In the PERTAIN trial there was a heterogeneous group of participating centres with different levels of experience in PET/CT scan acquisition. Furthermore, the training interventions were limited to RO and NMP chief scientific investigators. A train-the-trainers approach was used to disseminate the knowledge further in the departments involved in the PERTAIN study. The improvement in survival outcomes shown in this analysis suggests that this training approach had a clinically meaningful impact in the participating centres. We suggest that it is feasible to disseminate education regarding new radiation oncology techniques using the multiple intervention method we used [17].

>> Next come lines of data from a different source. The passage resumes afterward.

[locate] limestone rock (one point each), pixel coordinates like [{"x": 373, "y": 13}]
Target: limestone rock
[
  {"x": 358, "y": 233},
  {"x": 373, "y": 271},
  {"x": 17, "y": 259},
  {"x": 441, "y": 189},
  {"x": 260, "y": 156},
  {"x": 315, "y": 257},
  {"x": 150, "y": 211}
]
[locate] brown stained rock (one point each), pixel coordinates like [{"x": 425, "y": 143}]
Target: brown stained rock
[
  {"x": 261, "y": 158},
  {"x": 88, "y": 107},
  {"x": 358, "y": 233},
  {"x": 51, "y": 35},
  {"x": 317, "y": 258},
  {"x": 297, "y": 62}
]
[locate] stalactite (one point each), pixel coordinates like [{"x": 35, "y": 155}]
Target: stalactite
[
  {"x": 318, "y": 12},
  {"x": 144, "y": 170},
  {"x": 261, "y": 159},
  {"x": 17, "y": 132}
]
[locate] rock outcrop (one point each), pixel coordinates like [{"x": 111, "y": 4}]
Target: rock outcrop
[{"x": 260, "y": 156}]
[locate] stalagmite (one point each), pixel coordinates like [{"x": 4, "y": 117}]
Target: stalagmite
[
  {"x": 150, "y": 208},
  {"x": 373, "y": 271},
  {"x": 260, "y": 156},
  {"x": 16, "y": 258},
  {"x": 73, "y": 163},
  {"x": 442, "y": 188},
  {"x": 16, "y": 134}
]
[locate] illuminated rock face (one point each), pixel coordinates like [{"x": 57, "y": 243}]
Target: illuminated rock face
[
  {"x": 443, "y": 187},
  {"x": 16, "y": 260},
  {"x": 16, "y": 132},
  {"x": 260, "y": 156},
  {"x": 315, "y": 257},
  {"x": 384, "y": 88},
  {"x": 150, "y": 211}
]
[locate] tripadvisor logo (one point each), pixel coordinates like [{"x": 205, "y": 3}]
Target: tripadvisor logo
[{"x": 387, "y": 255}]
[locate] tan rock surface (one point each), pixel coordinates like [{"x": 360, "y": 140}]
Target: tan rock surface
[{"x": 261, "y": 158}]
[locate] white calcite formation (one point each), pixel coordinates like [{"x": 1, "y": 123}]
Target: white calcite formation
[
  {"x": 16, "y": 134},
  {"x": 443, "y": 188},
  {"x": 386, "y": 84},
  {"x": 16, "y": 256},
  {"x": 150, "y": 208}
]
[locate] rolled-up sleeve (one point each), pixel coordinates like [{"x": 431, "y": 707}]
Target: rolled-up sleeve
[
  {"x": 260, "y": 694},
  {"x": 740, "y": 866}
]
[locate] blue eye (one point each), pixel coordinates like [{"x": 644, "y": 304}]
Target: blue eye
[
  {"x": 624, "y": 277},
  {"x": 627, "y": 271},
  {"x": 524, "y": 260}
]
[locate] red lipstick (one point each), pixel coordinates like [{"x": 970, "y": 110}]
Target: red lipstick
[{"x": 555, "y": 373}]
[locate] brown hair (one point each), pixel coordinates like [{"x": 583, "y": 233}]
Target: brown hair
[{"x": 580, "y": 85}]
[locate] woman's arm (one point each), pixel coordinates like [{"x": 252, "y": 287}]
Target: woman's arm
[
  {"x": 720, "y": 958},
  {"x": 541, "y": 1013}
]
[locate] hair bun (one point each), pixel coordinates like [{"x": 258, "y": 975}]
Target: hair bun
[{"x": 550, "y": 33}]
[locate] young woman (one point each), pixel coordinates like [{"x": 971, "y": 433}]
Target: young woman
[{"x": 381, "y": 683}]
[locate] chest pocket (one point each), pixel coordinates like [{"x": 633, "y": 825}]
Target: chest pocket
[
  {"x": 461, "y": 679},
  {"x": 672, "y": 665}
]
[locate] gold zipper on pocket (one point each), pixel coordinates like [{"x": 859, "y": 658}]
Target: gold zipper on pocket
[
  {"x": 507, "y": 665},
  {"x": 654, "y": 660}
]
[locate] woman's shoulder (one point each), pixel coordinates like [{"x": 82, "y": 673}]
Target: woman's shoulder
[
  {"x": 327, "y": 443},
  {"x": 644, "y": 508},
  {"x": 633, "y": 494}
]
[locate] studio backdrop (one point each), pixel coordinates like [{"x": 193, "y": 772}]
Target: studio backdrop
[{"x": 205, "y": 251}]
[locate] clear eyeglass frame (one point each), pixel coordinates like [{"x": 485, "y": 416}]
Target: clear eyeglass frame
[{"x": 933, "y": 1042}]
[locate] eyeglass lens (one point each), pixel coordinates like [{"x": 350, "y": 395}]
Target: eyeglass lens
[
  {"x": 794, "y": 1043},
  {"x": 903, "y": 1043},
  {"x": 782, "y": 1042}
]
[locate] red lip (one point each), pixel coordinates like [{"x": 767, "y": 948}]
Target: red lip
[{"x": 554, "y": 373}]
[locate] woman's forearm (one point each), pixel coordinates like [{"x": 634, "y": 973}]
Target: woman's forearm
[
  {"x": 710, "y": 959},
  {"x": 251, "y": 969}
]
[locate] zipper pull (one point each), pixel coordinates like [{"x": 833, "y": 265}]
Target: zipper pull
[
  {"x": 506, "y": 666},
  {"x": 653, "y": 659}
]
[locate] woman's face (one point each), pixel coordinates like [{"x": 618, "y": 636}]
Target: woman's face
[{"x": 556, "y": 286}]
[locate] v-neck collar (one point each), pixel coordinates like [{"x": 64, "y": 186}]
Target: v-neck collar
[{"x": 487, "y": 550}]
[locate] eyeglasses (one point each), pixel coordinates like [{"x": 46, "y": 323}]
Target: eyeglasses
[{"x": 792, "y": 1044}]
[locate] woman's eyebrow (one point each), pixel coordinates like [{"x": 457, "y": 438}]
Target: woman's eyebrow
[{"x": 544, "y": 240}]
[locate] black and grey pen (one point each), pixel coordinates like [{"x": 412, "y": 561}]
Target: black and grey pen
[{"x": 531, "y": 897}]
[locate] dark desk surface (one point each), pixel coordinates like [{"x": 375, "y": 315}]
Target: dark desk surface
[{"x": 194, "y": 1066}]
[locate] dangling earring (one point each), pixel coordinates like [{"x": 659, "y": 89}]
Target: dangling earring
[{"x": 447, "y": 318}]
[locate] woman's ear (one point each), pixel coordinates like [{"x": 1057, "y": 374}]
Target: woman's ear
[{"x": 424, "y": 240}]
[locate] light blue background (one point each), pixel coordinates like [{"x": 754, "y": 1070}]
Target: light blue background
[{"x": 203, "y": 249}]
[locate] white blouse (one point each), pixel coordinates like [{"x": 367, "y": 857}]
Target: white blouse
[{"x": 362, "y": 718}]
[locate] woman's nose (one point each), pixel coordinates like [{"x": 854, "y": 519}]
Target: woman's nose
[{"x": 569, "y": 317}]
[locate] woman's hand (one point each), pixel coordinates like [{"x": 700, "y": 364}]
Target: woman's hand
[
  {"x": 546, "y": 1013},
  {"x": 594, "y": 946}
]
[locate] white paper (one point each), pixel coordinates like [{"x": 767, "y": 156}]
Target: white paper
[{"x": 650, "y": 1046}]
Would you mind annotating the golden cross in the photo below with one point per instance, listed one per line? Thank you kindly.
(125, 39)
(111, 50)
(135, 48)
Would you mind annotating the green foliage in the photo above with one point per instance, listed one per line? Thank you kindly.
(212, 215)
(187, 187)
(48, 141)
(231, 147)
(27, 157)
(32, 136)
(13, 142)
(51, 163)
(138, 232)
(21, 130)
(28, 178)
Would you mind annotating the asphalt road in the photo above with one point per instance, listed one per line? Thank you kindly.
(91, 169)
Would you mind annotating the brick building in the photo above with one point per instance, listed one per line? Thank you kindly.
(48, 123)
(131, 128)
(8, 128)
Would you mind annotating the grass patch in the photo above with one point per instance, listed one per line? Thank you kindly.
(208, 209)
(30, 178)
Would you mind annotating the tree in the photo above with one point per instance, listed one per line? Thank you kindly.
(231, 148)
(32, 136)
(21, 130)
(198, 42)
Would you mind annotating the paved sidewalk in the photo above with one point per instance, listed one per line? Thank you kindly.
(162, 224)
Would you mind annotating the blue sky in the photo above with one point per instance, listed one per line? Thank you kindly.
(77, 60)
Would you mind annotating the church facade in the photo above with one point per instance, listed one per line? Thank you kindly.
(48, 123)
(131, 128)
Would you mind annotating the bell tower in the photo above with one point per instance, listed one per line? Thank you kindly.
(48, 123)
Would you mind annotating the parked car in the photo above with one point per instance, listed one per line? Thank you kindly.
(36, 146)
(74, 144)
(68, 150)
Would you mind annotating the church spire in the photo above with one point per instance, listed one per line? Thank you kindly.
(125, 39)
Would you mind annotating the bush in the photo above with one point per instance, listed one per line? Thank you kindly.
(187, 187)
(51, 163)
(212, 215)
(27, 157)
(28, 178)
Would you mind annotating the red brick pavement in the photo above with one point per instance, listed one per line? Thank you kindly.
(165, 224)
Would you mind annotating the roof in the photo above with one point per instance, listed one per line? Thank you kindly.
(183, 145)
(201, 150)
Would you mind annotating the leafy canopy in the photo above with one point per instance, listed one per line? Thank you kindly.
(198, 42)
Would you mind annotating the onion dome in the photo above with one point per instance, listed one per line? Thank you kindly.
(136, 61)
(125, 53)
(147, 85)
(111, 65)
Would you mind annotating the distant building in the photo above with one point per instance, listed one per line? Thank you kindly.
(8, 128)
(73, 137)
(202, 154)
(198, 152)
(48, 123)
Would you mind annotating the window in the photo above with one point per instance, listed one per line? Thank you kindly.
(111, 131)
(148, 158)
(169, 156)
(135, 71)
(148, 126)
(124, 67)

One potential confounding impact in the comparison of outcomes between the cohorts may have been the impact of PET/CT staging alone. It is interesting to note that in the retrospective cohort, no significant difference in OS was observed between patients who were and were not PET/CT-staged (Fig. 1), and hence this confounding effect may have been negligible in this cohort, but it is acknowledged that because of the size of these groups, the study may not have been powered to detect a true difference. Another potential confounding factor was the selection bias that may have been present between the retrospective cohort and prospective cohort with regard to patients who died during treatment. This may explain the worse survival seen in the first months in the prospective cohort. Five patients died during RT in the prospective cohort after being included in the analysis, and patients who died during treatment were not selected for the retrospective cohort. However, this would have had the effect of reducing the apparent survival difference between the two arms of the study. Another influence that may have contributed to worse survival in the first months may have been the higher incidence of smokers and patients with COPD in the prospective cohort.

Conclusion

The initial analysis of the PERTAIN study showed that a combined package of FDG PET/CT-planned RT, the routine use of concurrent CRT with training support, and a robust QC process led to improved OS and PFS in patients with stage III NSCLC patients in low- and middle-income countries.